The earth is full of it.
Extremely common.
Unoriginal.
Foul.
Filler.

I'm tired of hearing dirt. Every time I walk in I hear it. I walk out to get relief, but still it echoes off the walls and filters through the cracks in the door. It dusts each surface and lingers like stale smoke. Infiltrating. Penetrating. Grasping. Do I have to go back in? Its necessary, pertinent and pressing that I re-enter.

Dirt this. Dirt that. A face full of dirt is what you are. She is a dirty idiot, and I can't believe he dirty did that.
I say dirt because it's like, "like". A filler. A descriptor. A dirty descriptor.
It wears on me. It eats at me. It decomposes and decays me.
They dig me a hole, make me stay, lock the doors and pile dirt on my head for hours on end.
A grave is where I'm at.

Take me to where it is clean. Take me out of this dark atmosphere. Someplace that is void of dirt and full of life and light. Where my soul can be uplifted and encouraged and far from the scum, the repetitive noise of all the dirt.

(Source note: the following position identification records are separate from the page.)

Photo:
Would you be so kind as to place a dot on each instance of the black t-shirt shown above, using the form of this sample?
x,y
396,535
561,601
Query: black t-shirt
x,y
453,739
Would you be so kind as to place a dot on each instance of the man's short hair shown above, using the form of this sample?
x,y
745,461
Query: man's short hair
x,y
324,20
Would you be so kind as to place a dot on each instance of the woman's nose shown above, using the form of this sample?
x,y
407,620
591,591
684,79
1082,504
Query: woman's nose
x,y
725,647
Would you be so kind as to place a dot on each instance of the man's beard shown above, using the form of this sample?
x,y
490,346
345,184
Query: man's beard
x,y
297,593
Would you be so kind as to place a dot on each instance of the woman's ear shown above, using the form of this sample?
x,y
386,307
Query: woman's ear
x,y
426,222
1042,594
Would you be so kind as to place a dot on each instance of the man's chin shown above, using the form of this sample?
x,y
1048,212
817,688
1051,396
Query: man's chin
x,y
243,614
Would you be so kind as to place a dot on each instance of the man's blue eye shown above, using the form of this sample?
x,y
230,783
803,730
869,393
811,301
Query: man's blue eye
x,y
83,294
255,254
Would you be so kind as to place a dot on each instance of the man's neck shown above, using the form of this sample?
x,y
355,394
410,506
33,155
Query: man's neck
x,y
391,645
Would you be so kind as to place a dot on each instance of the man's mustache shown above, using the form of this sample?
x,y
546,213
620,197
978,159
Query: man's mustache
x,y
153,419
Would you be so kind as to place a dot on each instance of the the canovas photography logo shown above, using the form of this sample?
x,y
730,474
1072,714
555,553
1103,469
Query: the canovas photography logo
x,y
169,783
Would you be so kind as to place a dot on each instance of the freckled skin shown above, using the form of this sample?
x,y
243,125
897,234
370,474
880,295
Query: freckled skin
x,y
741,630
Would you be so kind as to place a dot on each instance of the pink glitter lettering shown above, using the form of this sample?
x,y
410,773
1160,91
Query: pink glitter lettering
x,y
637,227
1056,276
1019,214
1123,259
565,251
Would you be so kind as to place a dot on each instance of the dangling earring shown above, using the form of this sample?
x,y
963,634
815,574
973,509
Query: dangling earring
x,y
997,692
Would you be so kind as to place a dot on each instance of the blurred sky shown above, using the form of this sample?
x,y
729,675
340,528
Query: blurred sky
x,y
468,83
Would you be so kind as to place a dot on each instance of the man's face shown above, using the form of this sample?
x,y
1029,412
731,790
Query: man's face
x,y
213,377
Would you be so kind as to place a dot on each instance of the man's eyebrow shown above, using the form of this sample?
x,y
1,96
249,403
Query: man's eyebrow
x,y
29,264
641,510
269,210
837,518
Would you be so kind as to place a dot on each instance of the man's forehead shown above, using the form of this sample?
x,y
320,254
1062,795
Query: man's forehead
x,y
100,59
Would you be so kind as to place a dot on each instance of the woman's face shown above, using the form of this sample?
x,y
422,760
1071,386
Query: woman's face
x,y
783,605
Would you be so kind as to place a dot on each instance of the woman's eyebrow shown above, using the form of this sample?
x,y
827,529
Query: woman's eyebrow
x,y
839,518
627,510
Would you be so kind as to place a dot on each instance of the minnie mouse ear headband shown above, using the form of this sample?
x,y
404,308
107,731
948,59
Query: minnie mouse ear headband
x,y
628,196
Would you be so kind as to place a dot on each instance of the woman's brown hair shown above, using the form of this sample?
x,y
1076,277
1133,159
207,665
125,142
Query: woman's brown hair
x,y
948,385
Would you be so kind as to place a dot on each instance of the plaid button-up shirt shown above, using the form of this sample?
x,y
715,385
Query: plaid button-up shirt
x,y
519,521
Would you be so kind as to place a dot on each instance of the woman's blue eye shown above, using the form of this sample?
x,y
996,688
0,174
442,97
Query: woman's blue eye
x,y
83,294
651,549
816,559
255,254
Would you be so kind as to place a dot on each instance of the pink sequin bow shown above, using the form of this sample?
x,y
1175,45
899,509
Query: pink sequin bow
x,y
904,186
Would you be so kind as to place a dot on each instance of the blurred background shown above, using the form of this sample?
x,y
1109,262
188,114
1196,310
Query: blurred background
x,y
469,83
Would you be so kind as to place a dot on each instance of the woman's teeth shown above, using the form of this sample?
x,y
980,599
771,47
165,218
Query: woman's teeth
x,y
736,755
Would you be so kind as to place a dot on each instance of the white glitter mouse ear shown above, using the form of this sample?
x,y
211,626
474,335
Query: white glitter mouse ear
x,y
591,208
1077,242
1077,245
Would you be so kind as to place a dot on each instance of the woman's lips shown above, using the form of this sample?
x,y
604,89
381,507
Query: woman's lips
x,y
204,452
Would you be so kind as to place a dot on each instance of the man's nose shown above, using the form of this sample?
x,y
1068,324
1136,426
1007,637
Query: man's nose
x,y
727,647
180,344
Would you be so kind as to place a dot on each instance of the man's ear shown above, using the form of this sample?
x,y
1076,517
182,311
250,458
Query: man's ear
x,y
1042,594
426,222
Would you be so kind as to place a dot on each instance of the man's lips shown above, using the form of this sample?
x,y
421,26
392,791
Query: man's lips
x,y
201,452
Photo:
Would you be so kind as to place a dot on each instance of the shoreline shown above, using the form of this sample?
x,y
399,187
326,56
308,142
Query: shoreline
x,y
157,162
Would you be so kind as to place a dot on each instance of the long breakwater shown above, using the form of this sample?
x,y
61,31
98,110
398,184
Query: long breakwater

Can you say nothing else? Is there no more intelligence in you to think of something higher, something more meaningful than that of which we try to rid ourselves every day.

You wash yourself clean each morning. The soap washes it all away. How do you feel? Calmed. Soothed. Pleasantly pure. Why ruin that? Why defile yourself. Is it because it is what is within you? Unable to be washed away by the soap. Too embedded to be scrubbed? It is purged from your bowls and vomited up in even your most common or innocent of statements? Disregarded as something that holds no meaning or weight? If that is the case, why does each particle pile on my shoulders and become so heavy? Can't you see you're hurting me? My back is breaking but you don't care. It is beyond your control. You argue your rights and defend your perspective.
"It is a free country we live in. I can do and say as I please. Even if it is nothing but dirt. DIRT !"

DIRT DIRT DIRT DIRT. Did you hear me Sarah?! I said Dirt !

To You I give my life. My very being. You see my hurt. You feel my pain. You know my heart. Through this I will only be strengthened. I cannot be defeated.

The dirt may weigh heavy on my back, but through You ALL things are possible.